In this guide, we will create and use table partitions in BigQuery. If correctly set up, a BigQuery table partition reduces query costs and runtime. Partitions can also reduce storage costs by using long-term storage for a BigQuery partition.
We can think of table partitions as a way of storing our clothes in the cabinet.
With an organized cabinet, you don’t need to open your entire cabinet to find what you’re looking for.
The same goes for partitioned tables in BigQuery. If you know which partition(s) to scan to find specific information, you get faster and cheaper queries.
What is a BigQuery Table Partition?
In BigQuery, we can split a single table into different sectors, or table partitions.
Partitioning a table does not split the table into several smaller tables. It all happens under the hood, but you can see the effect queries that process fewer data and take less time to execute.
After creating a table partition on the date column, the table is now divided into partitions based on the date.
As an example, if we get the transactions made in 2020-01-01
, BigQuery does not scan the entire table, only the partition in yellow.

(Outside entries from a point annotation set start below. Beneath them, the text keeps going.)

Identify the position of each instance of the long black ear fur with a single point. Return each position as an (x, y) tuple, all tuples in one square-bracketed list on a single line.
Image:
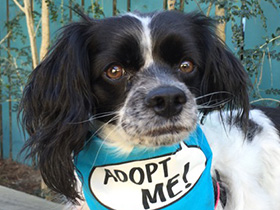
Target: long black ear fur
[(56, 101), (224, 78)]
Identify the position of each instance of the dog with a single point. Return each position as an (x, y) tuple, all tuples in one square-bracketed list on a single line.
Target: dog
[(150, 81)]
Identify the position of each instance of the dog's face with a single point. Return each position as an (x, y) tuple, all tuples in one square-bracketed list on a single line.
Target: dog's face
[(144, 77)]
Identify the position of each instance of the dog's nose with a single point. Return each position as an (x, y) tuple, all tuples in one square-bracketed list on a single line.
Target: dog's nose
[(166, 101)]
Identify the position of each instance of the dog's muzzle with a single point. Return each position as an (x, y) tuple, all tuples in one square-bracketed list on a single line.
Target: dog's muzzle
[(166, 101)]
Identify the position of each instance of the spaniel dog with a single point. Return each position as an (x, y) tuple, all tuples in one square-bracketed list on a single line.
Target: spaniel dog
[(150, 111)]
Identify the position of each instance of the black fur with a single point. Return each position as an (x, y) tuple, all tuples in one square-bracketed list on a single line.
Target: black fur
[(69, 85)]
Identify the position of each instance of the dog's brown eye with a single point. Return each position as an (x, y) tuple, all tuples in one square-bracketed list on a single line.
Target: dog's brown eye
[(115, 72), (186, 67)]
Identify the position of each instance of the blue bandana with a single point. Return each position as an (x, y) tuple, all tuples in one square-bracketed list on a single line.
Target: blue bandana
[(168, 177)]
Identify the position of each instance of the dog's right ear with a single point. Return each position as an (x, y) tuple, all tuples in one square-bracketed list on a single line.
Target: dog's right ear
[(56, 102)]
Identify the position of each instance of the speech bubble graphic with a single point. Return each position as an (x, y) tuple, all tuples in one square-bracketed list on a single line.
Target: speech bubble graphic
[(150, 183)]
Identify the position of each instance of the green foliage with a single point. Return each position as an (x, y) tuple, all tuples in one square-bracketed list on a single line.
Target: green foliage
[(16, 61), (252, 58)]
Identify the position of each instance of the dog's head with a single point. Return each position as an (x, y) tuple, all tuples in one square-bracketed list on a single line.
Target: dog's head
[(143, 78)]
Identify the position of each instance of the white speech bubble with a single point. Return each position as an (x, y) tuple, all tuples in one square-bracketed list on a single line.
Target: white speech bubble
[(148, 184)]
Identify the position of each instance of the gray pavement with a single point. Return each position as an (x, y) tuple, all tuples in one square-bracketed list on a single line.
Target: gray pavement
[(14, 200)]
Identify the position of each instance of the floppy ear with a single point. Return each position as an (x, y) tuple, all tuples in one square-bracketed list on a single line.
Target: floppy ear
[(56, 102), (224, 80)]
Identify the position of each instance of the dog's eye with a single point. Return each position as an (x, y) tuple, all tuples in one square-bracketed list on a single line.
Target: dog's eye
[(186, 67), (115, 72)]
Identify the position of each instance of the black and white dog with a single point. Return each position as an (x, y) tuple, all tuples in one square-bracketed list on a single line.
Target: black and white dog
[(146, 80)]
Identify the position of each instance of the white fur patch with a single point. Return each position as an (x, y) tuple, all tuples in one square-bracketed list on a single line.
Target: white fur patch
[(146, 39), (249, 169)]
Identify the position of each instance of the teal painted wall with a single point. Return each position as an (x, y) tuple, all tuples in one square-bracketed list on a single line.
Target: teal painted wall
[(253, 34)]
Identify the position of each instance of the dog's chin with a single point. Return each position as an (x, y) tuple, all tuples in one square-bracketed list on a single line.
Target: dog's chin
[(115, 136)]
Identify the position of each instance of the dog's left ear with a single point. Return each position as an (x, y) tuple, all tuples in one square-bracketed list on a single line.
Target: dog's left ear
[(224, 79)]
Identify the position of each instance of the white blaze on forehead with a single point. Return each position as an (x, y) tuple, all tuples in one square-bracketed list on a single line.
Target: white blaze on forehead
[(146, 40)]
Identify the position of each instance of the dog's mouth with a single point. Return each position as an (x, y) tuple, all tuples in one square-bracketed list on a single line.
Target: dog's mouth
[(172, 130)]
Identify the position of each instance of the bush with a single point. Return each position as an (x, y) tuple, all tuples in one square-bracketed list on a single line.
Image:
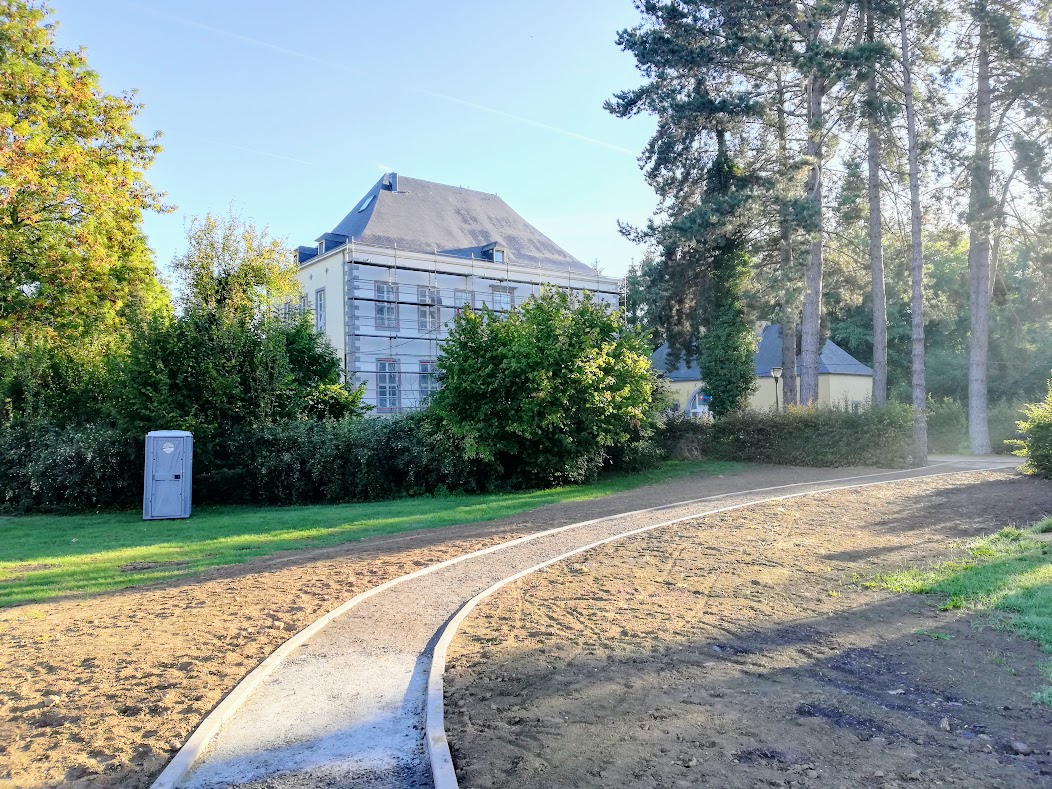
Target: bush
[(796, 437), (86, 467), (545, 392), (295, 462), (1004, 419), (947, 426), (1036, 429)]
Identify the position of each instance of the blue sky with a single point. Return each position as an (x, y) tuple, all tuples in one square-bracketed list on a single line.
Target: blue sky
[(289, 112)]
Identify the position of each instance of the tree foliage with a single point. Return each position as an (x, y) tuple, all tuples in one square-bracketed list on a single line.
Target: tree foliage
[(74, 263), (229, 359), (546, 391)]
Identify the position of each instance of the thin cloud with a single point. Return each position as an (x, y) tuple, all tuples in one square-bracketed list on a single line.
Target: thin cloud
[(257, 152), (342, 66)]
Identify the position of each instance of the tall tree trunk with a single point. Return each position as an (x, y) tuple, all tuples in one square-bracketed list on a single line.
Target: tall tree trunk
[(789, 310), (875, 241), (978, 255), (788, 361), (811, 327), (916, 260)]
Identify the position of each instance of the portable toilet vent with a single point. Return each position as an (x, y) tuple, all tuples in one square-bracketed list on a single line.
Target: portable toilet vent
[(169, 456)]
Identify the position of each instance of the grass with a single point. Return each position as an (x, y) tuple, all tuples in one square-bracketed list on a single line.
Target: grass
[(1009, 572), (47, 557)]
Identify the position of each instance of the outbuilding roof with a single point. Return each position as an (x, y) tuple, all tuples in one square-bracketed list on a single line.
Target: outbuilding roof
[(426, 217), (833, 359)]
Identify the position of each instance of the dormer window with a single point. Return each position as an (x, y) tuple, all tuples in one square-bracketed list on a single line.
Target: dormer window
[(494, 253)]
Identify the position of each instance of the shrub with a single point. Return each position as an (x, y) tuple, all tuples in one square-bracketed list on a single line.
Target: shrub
[(545, 392), (1004, 419), (1036, 429), (292, 462), (797, 437), (947, 426), (85, 467)]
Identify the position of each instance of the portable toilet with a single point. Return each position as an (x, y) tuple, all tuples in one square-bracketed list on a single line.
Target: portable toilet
[(169, 456)]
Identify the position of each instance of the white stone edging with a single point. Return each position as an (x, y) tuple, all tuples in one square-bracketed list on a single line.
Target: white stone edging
[(435, 729), (195, 746)]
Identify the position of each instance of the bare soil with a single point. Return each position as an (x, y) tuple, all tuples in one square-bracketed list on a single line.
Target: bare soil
[(102, 691), (739, 651)]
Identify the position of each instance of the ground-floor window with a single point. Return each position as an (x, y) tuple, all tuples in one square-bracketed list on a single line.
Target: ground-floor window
[(698, 406), (388, 393), (428, 381)]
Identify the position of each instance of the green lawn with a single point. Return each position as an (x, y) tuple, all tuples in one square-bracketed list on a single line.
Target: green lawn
[(46, 557), (1009, 572)]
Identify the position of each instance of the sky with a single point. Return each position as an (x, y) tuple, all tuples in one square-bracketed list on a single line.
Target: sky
[(288, 113)]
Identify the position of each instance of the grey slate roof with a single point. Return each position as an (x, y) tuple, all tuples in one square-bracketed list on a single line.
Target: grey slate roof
[(832, 360), (425, 217)]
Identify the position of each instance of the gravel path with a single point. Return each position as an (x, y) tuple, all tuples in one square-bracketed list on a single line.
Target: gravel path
[(346, 707)]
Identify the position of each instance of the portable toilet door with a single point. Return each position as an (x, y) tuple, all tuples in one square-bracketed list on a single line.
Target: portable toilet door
[(166, 493)]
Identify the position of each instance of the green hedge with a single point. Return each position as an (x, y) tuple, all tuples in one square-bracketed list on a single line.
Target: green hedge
[(797, 437), (48, 468), (1036, 428), (92, 467)]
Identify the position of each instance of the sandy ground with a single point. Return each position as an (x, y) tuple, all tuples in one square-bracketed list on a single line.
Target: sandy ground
[(737, 651), (102, 691)]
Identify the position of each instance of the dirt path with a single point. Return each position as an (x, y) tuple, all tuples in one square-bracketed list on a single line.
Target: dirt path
[(736, 652), (101, 691)]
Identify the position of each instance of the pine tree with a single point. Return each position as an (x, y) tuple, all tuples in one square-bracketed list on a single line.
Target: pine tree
[(1007, 48)]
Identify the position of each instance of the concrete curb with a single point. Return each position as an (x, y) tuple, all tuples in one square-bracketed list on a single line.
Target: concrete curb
[(195, 746), (438, 742)]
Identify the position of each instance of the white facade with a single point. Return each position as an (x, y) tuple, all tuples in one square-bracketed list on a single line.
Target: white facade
[(387, 311)]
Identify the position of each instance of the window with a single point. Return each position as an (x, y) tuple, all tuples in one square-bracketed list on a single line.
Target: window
[(698, 406), (427, 312), (388, 392), (320, 309), (386, 305), (462, 299), (428, 381), (502, 299)]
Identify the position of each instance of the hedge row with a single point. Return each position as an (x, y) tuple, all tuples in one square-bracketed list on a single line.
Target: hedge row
[(96, 467), (297, 462), (797, 437), (948, 426), (1036, 444)]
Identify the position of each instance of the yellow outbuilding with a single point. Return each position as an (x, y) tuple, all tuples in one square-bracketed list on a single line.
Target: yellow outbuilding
[(843, 380)]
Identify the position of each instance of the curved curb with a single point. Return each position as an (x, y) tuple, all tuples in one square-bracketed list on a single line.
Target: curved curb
[(181, 764), (435, 727)]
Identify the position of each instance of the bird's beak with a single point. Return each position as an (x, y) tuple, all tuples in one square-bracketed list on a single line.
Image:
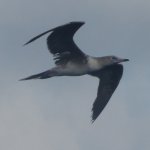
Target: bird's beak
[(122, 60)]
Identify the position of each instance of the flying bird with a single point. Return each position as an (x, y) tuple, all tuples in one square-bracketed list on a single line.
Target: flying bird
[(71, 61)]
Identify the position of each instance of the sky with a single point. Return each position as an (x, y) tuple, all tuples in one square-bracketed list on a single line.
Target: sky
[(54, 114)]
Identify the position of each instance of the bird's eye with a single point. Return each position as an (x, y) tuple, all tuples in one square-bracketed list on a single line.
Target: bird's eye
[(113, 58)]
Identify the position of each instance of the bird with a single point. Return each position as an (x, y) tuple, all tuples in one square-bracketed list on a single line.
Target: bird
[(71, 61)]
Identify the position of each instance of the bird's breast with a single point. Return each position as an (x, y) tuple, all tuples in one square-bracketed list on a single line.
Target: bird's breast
[(93, 64)]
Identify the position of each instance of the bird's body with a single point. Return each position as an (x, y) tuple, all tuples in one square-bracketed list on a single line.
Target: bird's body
[(71, 61)]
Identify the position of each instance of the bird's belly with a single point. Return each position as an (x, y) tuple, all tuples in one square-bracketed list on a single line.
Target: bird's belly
[(74, 69)]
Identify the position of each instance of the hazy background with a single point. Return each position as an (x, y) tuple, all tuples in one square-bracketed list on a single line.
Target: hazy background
[(54, 114)]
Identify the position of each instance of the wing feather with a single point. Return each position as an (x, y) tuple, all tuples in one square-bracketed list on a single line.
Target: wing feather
[(109, 80)]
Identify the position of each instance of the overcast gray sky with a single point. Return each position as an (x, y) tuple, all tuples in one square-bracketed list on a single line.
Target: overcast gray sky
[(54, 114)]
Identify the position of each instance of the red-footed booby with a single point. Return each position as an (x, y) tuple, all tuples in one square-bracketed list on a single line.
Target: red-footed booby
[(71, 61)]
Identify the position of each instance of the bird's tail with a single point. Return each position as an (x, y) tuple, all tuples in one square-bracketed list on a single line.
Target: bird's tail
[(43, 75)]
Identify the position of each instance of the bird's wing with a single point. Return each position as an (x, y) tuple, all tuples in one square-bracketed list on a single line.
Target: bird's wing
[(60, 43), (109, 80)]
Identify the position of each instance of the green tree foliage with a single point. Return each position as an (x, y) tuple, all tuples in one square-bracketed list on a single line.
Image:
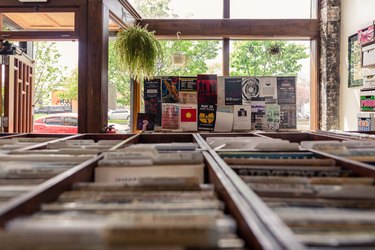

Why You Need to Use Partitions in BigQuery
BigQuery is a scalable platform. You can start with the free tier, and as your business grows, the platform grows with you.
Reduced query costs when using partitions. When we deal with very large datasets, a partition can cut down the costs of a query.
Reduced storage costs. BigQuery has two classifications for storing data: active storage, and long-term storage. Long-term storage is calculated separately for each partition.
This means that old data will be charged for half the price after 90 days, even if they’re in the same table.
How to Create a Partitioned Table
You can create a partitioned table using BigQuery DDL, or the BigQuery Console Web UI.
You can also use the command-line tool bq
, the BigQuery API, or schedule a job, but we will not cover them in this guide.
Here, we create a table named transactions
.
BigQuery DDL
Add the PARTITION BY
clause, depending on the type of partition.
CREATE TABLE `<dataset-name>.transaction` ( transaction_id STRING, order_id INT64, transaction_timestamp TIMESTAMP, order_date DATE ) PARTITION BY _PARTITIONDATE
BigQuery Console Web UI
You can enable partitioning by choosing a partition type in the table creation window.
Tip: If you cannot see other partitioning options, only Partition by ingestion time, you may need to uncheck Auto-detect schema, and manually add your schema first.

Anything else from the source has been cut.